Method

  1. Preheat oven to 160°C fan-forced (or 170°C conventional).
    Grease and line a 23cm round cake tin.
  2. Roughly chop the pistachios and dark chocolate in a food processor or by hand. Leave some rough texture rather than making it too fine.
  3. In a large mixing bowl, cream together the butter and caster sugar until pale and fluffy.
  4. Gradually add the eggs and vanilla, mixing well after each addition.
  5. Sift together the flour, baking powder and nutmeg. Fold into the butter mixture on low speed until just combined.
  6. Gently fold through the pears, pistachios and chocolate pieces.
  7. Spoon the mixture into the prepared tin and smooth the top.
  8. Bake for approximately 70 minutes, or until a skewer inserted into the centre comes out mostly clean with a few moist crumbs.
  9. Allow the cake to cool completely before removing from the tin.
  10. For the ganache, heat the cream until just simmering.
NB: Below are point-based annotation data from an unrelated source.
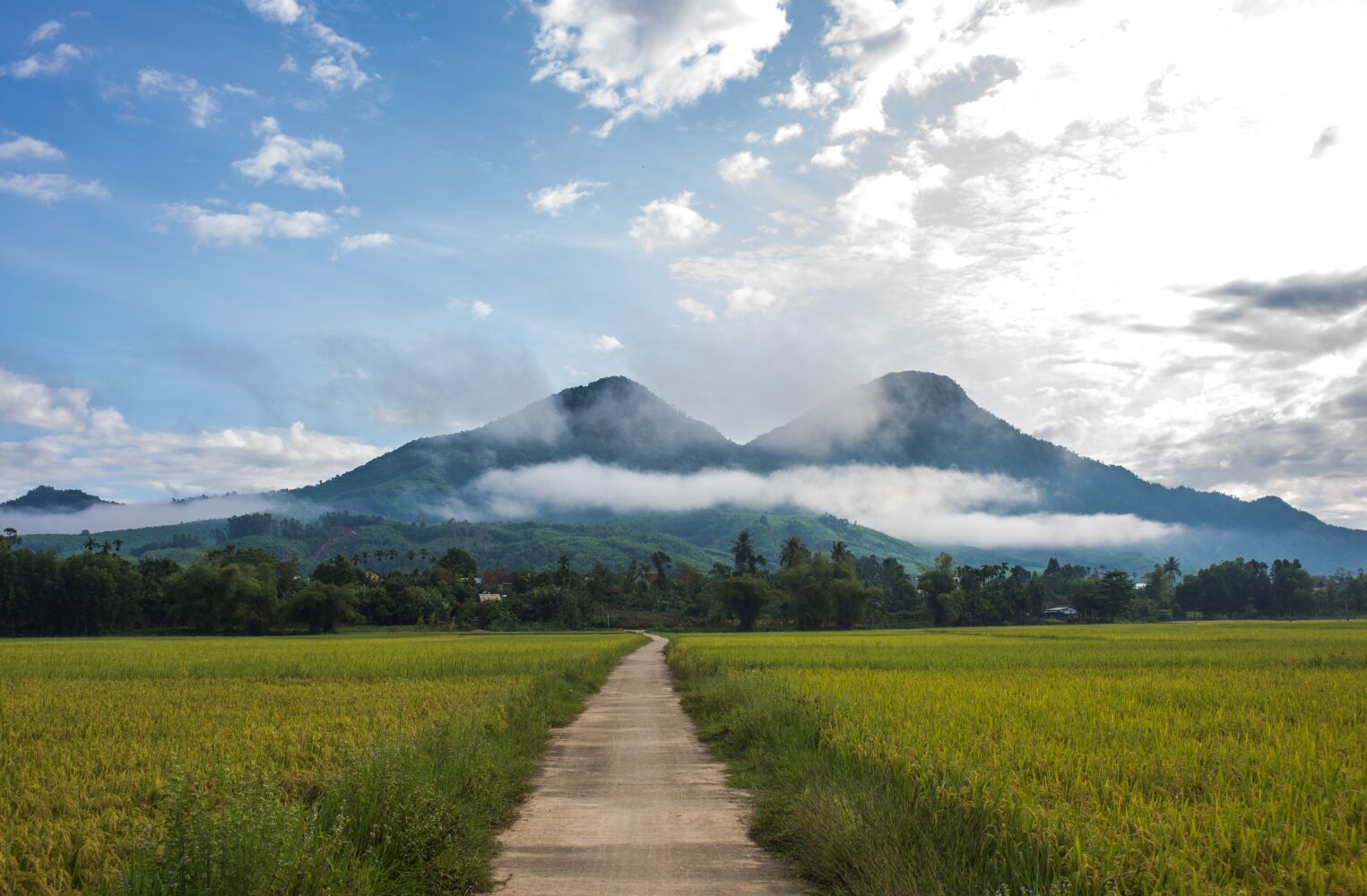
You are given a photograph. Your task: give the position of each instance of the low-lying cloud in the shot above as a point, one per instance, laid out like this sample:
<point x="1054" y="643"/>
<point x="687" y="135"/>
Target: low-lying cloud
<point x="104" y="518"/>
<point x="914" y="503"/>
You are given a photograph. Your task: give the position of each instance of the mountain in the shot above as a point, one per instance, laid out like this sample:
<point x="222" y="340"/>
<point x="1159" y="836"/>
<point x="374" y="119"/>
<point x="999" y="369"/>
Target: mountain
<point x="49" y="500"/>
<point x="903" y="419"/>
<point x="614" y="421"/>
<point x="916" y="418"/>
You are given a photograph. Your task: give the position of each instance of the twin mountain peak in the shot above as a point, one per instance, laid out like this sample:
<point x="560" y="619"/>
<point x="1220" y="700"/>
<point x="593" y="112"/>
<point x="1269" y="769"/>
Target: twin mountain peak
<point x="901" y="419"/>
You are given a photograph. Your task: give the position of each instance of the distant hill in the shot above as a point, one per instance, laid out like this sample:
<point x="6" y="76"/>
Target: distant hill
<point x="903" y="419"/>
<point x="517" y="545"/>
<point x="611" y="421"/>
<point x="699" y="538"/>
<point x="51" y="500"/>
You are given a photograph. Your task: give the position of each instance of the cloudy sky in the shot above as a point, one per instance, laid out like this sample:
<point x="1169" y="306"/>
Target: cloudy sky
<point x="250" y="244"/>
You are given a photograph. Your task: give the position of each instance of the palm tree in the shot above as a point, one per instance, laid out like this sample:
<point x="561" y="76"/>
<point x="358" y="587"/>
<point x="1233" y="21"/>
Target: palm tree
<point x="793" y="552"/>
<point x="744" y="552"/>
<point x="661" y="560"/>
<point x="1173" y="570"/>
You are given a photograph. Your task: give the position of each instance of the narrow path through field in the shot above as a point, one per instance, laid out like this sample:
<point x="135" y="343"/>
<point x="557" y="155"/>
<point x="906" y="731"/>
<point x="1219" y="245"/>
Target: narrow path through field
<point x="630" y="802"/>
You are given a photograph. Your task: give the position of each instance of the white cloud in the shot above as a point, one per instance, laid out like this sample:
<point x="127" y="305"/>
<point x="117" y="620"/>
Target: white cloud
<point x="804" y="94"/>
<point x="28" y="148"/>
<point x="88" y="444"/>
<point x="132" y="461"/>
<point x="630" y="57"/>
<point x="338" y="68"/>
<point x="290" y="160"/>
<point x="338" y="65"/>
<point x="555" y="200"/>
<point x="914" y="503"/>
<point x="831" y="158"/>
<point x="1094" y="175"/>
<point x="742" y="167"/>
<point x="257" y="221"/>
<point x="46" y="31"/>
<point x="750" y="301"/>
<point x="52" y="63"/>
<point x="198" y="100"/>
<point x="479" y="309"/>
<point x="671" y="221"/>
<point x="281" y="11"/>
<point x="51" y="187"/>
<point x="31" y="403"/>
<point x="361" y="241"/>
<point x="697" y="310"/>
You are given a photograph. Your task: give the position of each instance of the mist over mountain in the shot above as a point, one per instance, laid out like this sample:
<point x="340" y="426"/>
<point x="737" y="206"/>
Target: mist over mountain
<point x="612" y="421"/>
<point x="911" y="452"/>
<point x="49" y="500"/>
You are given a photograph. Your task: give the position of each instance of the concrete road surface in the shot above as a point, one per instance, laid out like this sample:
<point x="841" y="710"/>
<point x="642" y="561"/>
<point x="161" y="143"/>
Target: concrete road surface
<point x="632" y="804"/>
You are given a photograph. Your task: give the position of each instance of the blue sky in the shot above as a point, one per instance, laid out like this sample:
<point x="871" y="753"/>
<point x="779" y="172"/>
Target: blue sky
<point x="249" y="244"/>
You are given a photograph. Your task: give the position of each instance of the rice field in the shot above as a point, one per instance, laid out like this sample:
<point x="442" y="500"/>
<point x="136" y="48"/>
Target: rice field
<point x="1194" y="758"/>
<point x="111" y="749"/>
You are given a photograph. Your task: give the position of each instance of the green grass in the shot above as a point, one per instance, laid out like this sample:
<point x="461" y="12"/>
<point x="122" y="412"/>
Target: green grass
<point x="362" y="763"/>
<point x="1211" y="758"/>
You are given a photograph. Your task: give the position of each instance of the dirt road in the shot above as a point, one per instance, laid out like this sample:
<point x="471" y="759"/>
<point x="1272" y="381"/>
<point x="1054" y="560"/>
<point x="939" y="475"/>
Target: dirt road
<point x="632" y="804"/>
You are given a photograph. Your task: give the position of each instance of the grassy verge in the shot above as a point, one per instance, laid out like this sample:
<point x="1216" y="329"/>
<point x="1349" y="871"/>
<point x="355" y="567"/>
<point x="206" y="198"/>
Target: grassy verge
<point x="417" y="814"/>
<point x="851" y="827"/>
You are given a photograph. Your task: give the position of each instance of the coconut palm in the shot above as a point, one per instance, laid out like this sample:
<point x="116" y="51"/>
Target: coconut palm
<point x="793" y="552"/>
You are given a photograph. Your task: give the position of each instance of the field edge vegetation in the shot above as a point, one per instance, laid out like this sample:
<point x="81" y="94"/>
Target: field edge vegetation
<point x="414" y="814"/>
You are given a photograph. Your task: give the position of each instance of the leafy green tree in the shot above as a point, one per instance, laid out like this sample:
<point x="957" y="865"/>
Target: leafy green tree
<point x="742" y="551"/>
<point x="1292" y="590"/>
<point x="1173" y="570"/>
<point x="792" y="554"/>
<point x="741" y="596"/>
<point x="322" y="607"/>
<point x="1116" y="594"/>
<point x="940" y="590"/>
<point x="662" y="563"/>
<point x="335" y="571"/>
<point x="458" y="562"/>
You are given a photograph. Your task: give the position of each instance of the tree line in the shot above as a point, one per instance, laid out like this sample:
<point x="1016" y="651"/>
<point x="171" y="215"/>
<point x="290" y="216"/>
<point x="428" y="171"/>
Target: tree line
<point x="249" y="590"/>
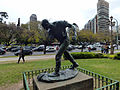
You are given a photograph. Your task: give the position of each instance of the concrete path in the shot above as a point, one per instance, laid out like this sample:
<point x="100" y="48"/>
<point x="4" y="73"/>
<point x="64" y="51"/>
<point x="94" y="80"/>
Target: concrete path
<point x="28" y="58"/>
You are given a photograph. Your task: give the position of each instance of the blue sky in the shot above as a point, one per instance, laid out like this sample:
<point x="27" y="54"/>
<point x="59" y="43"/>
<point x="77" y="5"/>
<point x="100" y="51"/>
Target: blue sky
<point x="73" y="11"/>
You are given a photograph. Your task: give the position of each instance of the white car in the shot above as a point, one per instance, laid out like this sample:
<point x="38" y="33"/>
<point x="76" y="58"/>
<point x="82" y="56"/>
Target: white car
<point x="50" y="49"/>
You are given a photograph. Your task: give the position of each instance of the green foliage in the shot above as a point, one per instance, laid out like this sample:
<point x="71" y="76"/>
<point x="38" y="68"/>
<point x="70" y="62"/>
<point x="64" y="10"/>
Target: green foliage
<point x="117" y="56"/>
<point x="85" y="55"/>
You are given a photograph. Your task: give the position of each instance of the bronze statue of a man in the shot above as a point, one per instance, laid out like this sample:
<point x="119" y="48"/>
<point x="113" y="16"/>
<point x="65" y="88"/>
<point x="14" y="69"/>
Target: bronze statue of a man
<point x="58" y="30"/>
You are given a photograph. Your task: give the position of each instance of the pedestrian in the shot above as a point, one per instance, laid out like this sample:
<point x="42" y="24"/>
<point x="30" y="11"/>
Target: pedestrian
<point x="21" y="55"/>
<point x="102" y="49"/>
<point x="57" y="30"/>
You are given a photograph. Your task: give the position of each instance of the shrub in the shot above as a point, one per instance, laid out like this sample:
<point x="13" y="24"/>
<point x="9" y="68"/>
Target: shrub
<point x="85" y="55"/>
<point x="117" y="56"/>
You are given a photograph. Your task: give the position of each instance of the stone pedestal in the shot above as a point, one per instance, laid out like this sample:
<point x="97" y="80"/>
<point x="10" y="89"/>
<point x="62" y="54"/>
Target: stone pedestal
<point x="80" y="82"/>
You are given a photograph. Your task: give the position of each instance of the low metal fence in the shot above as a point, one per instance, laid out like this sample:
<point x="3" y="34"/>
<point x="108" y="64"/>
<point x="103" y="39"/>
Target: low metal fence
<point x="100" y="82"/>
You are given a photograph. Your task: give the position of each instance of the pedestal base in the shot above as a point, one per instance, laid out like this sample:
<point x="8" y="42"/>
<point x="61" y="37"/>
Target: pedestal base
<point x="80" y="82"/>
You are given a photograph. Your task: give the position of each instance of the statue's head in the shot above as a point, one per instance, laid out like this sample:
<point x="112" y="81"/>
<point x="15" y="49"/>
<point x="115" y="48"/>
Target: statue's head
<point x="45" y="24"/>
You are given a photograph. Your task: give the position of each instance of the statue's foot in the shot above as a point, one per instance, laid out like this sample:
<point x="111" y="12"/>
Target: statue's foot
<point x="54" y="74"/>
<point x="74" y="66"/>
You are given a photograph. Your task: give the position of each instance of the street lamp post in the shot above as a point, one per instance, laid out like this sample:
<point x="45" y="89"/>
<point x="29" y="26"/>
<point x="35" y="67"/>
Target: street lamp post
<point x="117" y="33"/>
<point x="111" y="25"/>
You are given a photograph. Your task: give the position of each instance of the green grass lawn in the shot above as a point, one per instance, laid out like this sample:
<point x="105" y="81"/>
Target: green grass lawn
<point x="12" y="72"/>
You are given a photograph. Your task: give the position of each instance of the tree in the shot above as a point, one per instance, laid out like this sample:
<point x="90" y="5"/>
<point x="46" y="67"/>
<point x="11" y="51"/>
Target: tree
<point x="3" y="15"/>
<point x="7" y="33"/>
Pour over the chocolate and let sit for 2 minutes, then stir until smooth and glossy.
  11. Pour ganache over the cooled cake and top generously with chopped pistachios.

Best served at room temperature or slightly warmed. Serve with softly whipped cream. The cake is beautifully moist, rich with dark chocolate and balanced by the sweetness of pear and the nuttiness of pistachio.